The Hamstead Colliery Company was formed in April 1875 to work the South Staffordshire Thick Coal, an extraordinary seam thirty feet deep in places that had made the Black Country famous as the workshop of the world. The company bought land in Perry Barr, then in Staffordshire, from G. C. Calthorpe of nearby Perry Hall, and sank shafts in 1876. Coal began coming up in 1878. By 1933 the pit was producing 260,000 tons a year. A tramway ran from the pithead to a basin on the Tame Valley Canal, since filled in, and to Hamstead Hill Wharf above the colliery. Boundary changes in 1928 swept the mine head into West Bromwich, and shortly afterwards the operation was reorganised as the Hamstead Colliery (1930) Limited. The brickworks across Old Walsall Road, opened in 1929 just inside Birmingham, made bricks from clay dug out during tunnelling. Bricks stamped NCB Hamstead can still be found in local walls.

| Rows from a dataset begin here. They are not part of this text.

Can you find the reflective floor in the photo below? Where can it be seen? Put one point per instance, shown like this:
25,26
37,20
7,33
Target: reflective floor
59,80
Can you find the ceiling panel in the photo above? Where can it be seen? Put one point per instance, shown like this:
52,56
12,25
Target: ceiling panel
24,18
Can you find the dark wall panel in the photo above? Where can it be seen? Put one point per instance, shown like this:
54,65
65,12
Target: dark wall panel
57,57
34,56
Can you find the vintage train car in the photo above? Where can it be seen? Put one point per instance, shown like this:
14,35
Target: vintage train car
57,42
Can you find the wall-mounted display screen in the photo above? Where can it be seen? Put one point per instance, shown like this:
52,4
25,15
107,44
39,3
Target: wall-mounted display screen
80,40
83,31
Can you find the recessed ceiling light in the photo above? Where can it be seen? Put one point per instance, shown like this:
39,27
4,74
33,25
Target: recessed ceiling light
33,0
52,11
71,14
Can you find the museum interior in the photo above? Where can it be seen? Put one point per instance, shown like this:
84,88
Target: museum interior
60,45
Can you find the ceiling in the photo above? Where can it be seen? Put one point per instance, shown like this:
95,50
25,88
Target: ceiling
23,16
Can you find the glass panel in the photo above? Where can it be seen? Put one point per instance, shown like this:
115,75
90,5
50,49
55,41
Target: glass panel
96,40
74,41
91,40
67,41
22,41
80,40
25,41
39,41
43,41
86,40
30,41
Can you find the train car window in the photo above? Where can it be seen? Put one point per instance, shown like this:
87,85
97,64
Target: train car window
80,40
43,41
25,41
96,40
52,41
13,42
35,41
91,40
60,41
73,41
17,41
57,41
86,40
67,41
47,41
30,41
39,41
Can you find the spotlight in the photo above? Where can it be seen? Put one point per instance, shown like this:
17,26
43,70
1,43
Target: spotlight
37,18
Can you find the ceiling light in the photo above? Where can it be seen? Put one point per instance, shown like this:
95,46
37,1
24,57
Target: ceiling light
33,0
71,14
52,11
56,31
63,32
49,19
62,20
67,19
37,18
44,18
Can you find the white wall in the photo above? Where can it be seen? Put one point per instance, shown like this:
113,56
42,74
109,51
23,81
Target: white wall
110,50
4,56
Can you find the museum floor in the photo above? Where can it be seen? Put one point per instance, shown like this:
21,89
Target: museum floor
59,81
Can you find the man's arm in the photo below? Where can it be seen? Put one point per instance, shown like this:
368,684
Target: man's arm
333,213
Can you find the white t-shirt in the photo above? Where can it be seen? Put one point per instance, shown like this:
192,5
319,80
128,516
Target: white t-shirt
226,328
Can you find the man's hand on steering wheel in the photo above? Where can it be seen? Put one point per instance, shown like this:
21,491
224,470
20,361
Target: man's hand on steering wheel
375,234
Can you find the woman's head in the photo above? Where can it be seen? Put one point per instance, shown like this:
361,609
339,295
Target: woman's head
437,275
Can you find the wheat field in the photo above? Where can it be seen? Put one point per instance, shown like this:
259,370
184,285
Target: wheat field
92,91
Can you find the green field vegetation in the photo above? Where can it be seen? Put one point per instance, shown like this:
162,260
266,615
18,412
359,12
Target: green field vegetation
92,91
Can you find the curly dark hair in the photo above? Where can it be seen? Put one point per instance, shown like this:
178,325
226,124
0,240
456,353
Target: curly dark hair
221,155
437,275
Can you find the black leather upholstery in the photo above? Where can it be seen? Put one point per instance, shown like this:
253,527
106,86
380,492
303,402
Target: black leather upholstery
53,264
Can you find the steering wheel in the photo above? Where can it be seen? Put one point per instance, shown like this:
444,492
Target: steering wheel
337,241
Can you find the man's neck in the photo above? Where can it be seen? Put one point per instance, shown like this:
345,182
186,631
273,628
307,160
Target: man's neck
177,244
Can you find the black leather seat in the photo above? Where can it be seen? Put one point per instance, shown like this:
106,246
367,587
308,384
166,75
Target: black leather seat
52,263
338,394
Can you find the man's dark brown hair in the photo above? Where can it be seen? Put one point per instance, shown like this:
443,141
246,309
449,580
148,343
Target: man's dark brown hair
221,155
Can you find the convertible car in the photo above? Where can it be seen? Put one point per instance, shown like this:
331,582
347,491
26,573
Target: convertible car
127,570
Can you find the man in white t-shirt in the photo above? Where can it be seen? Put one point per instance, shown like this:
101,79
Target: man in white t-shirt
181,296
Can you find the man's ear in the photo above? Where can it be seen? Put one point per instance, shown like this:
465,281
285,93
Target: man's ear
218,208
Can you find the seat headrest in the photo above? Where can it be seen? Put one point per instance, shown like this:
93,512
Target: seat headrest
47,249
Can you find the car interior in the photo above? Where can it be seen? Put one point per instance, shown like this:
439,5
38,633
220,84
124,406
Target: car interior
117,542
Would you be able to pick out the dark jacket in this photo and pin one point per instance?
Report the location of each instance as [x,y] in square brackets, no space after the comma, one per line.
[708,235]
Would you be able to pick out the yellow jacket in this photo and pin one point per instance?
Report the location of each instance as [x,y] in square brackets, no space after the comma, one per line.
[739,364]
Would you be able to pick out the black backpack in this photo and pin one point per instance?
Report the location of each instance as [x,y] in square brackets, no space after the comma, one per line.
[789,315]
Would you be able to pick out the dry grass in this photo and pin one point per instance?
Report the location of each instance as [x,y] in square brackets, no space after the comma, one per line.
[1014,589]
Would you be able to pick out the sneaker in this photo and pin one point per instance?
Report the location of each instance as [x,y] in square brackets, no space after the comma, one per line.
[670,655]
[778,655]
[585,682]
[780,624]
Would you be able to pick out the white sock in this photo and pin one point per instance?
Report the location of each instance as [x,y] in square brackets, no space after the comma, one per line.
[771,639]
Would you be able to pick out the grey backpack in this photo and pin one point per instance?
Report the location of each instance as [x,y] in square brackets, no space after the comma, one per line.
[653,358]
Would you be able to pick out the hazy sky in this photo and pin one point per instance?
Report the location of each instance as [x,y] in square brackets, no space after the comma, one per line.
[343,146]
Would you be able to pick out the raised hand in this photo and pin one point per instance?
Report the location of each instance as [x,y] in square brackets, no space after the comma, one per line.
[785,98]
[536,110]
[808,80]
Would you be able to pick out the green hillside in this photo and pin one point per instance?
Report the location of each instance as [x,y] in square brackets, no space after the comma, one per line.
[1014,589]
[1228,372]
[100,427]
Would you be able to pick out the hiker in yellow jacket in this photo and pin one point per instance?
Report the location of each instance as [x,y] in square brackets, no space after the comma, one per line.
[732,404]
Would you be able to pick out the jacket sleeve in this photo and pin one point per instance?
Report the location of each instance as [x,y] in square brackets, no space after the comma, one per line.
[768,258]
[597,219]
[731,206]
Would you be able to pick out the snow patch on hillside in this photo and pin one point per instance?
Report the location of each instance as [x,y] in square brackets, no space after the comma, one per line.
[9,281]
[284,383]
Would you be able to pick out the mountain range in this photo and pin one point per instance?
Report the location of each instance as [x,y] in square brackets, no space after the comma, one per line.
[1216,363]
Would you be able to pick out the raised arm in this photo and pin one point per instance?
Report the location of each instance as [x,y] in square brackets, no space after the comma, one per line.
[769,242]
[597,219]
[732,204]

Hamstead's history was punctuated by trouble before the catastrophe. A fire in 1898 had closed the mine for nearly two years, putting eight hundred men out of work, but the Midlands faced an acute coal shortage and the pit reopened on 8 January 1900. In October 1905 a coal fall trapped two miners; rescuers freed them unharmed the next day. Then came 4 March 1908. The fire that night caught miners deep in the workings with no safe route to the shaft. The fumes spread quickly through the roadways. Of the twenty-six who died, the rescue teams could reach fourteen bodies on 11 March, with six more recovered the following day. John Welsby of the Altofts rescue team was posthumously awarded the Edward Medal second class for his role in the recovery. Five of his fellow rescuers received the Edward Medal first class. Welsby is buried at St Mary Magdalene in Altofts, under a monument paid for by his fellow miners at Pope and Pearson's Colliery. The known coal was largely worked out by the disaster, and 664 miners lost their jobs.
Boreholes sunk after the disaster found more of the seam to the north, bringing reserves back up. Hamstead kept producing through the First World War, the Depression, and the Second. After nationalisation in 1947 it was modernised by the new National Coal Board, with bigger pumps and improved ventilation, and modernised again in the early 1960s. None of it could change the geology. The Thick Coal was running out. The pit closed in 1965 after eighty-seven years of production. The pithead was demolished and houses were built on the site. The miners' welfare hall, opened in 1937, was redeveloped as a nightclub called Kings, then demolished. As of 2025 the site is occupied by a petrol station. Each layer of redevelopment buried more of the colliery beneath the suburb, until almost nothing on the surface betrayed what had been there.
The Hamstead Miners Memorial Trust, registered as charity number 1098711, was established to record the colliery and the men who worked it. On the centenary of the disaster, in 2008, the trust erected a memorial at the junction of Hamstead Road and Old Walsall Road, a few hundred yards from where the pithead used to stand. The memorial is a derailed tramway wagon full of coal, set against a buffer stop, with plaques carrying the names of the dead. It is a small, deliberately industrial monument, the kind of thing that requires you to know what you are looking at, and it sits a few minutes' walk from the petrol station that now covers the shaft. For the families of the 26 miners who died on 4 March 1908, and for those who pass on the bus and remember the stories their grandfathers told, the wagon at the junction is the marker that says: people worked here, people died here, and we have not forgotten.
Hamstead Colliery's former site sits at 52.532 degrees north, 1.933 degrees west, on the north-western edge of Birmingham just inside the border with Sandwell. From 1,500 to 2,500 feet AGL, look for the junction of Hamstead Road and Old Walsall Road, with the Tame Valley Canal threading west toward Spaghetti Junction. Hamstead railway station and the River Tame are nearby landmarks. Birmingham International (EGBB) is sixteen kilometres south-east, Wolverhampton Halfpenny Green (EGBO) is eighteen kilometres west, and Coventry (EGBE) is thirty kilometres south-east. The Black Country to the west is a dense urban grid; expect helicopter and light aircraft traffic between Birmingham and Wolverhampton.